Today the Guam International Airport Authority sent a formal request to the FAA to release 61,681 square meters (15.24 acres) of Airport property to the Department of Public Works for construction of the first phase of the Tiyan Parkway project that will extend from the former GPD records building to Cars Plus on Route 8.
FAA Airport Division Manager in Honolulu, Ron Simpson, confirmed that FAA has already prepared the 30-day notice that will be published in the Federal Register upon final review of the Airport’s request. The official transfer will happen after the 30-day publication period. In the meantime, in order to expedite the project, Guam Airport and DPW will be signing a temporary construction easement to allow DPW to start construction by April 1st.
15,000 drivers travel through Tiyan daily
The Tiyan Parkway project was scheduled to start years ago, but stood at an impasse for several years, jeopardizing millions of dollars in Federal Highway funds that already had been approved for its construction. Without any solution in sight, the FAA planned to move forward with the closure of Central Avenue by the end of 2013 in order to allow the Airport to use its extended runway. More than 15,000 vehicles traverse Central Avenue daily. “The closure of Central Avenue would have brought gridlock to the already heavily traveled Routes 1 and 8,” said DPW Director Carl Dominguez.

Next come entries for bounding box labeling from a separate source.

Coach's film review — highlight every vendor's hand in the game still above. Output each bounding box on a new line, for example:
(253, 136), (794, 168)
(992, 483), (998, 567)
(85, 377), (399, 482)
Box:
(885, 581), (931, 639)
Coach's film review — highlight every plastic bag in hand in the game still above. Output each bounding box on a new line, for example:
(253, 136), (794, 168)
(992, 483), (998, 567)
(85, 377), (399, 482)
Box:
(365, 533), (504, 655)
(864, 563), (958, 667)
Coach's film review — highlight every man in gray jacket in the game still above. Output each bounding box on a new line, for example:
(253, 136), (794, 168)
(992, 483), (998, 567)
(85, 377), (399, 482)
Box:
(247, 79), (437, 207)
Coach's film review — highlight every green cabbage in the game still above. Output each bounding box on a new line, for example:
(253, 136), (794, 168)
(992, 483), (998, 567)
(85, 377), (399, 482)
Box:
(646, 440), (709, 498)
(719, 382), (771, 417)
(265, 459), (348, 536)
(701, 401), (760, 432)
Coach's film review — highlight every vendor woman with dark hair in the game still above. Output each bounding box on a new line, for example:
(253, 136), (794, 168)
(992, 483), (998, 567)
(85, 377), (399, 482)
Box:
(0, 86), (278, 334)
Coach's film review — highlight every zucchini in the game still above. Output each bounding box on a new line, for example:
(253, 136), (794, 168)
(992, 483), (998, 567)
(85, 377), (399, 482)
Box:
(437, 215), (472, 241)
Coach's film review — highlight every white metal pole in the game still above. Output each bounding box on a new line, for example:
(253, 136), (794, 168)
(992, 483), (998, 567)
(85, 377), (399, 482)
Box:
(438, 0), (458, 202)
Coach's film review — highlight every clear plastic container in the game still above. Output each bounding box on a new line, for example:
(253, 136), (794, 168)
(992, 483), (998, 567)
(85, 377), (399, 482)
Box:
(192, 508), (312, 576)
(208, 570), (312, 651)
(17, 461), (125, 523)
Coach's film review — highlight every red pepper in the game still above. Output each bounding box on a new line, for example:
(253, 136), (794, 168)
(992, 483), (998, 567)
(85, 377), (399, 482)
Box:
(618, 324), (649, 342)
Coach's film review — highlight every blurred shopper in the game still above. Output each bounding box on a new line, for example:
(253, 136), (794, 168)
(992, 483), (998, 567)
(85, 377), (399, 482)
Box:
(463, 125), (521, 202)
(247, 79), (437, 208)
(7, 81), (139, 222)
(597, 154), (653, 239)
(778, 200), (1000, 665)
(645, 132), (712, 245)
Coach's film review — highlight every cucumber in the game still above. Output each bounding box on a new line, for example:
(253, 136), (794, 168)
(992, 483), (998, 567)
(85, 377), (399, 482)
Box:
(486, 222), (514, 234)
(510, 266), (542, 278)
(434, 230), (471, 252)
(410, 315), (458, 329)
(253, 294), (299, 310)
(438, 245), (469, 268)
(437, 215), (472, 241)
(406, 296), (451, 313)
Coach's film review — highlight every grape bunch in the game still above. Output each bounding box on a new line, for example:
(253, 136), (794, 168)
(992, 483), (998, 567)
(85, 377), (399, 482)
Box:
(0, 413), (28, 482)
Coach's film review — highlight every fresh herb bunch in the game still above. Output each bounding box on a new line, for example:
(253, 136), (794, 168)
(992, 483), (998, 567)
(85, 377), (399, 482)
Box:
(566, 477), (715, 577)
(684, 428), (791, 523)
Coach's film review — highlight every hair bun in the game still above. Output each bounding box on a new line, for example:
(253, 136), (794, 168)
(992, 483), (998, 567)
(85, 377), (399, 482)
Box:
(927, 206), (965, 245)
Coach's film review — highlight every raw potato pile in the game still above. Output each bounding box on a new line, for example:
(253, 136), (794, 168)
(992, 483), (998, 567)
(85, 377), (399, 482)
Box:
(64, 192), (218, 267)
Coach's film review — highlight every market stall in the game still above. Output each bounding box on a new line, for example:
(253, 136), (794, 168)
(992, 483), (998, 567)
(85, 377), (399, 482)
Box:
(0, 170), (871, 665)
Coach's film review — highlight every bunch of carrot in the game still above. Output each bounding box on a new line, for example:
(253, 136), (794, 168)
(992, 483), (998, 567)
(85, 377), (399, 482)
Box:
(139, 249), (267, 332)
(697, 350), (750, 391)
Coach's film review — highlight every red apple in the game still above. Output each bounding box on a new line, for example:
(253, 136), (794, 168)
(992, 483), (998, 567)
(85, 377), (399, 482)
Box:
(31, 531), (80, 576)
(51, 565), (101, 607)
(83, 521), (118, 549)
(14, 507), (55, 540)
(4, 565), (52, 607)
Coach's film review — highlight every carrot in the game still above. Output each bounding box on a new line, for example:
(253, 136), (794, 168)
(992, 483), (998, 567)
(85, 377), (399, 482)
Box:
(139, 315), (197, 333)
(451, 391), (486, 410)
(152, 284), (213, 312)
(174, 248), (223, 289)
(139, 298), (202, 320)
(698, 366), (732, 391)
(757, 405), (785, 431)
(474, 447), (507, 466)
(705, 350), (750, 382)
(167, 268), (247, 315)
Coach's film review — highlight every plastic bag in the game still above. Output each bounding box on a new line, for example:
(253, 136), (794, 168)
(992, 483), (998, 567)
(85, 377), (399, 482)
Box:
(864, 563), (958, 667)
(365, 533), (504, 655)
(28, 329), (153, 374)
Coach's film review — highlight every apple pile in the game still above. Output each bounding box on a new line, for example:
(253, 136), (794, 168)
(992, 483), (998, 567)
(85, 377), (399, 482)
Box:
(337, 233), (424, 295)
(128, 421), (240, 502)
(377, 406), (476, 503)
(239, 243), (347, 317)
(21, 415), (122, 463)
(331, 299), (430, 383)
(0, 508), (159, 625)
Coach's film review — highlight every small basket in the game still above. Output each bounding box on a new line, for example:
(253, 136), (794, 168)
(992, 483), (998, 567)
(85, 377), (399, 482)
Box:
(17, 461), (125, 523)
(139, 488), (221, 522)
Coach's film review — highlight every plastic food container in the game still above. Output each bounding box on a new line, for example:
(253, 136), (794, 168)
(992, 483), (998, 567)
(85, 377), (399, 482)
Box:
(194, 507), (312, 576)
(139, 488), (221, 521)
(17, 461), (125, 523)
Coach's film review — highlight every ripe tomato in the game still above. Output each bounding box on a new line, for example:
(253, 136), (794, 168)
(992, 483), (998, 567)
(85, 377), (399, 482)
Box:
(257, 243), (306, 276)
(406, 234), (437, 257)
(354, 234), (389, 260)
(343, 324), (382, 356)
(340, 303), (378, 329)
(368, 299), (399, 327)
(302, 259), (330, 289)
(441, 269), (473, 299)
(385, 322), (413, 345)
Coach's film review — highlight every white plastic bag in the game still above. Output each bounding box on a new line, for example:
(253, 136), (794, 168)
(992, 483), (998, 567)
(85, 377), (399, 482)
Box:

Governor Calvo successfully kept Central Avenue open
Last November, with the closure looming, Governor Eddie Calvo met in Hawaii with Ron Simpson and Mark McClardy, FAA Airports Division Manager for the Western-Pacific Region, and convinced them to keep Central Avenue open until the construction of the Tiyan Parkway is completed in 2015. “The officials at FAA saw how much progress was made on moving the project forward under this administration. Establishing that credibility with them was crucial to our convincing them to keep the road open,” said Governor Calvo. “I would like to acknowledge the efforts of the hard-working people at the Airport, DPW and my office, who broke through the impasse to put an MOU in place with FAA and Federal Highways. Their hard work saved us millions of federal highway money and also ensured that Tiyan would stay open to traffic. It also did a lot to improve our relationship with our federal partners.”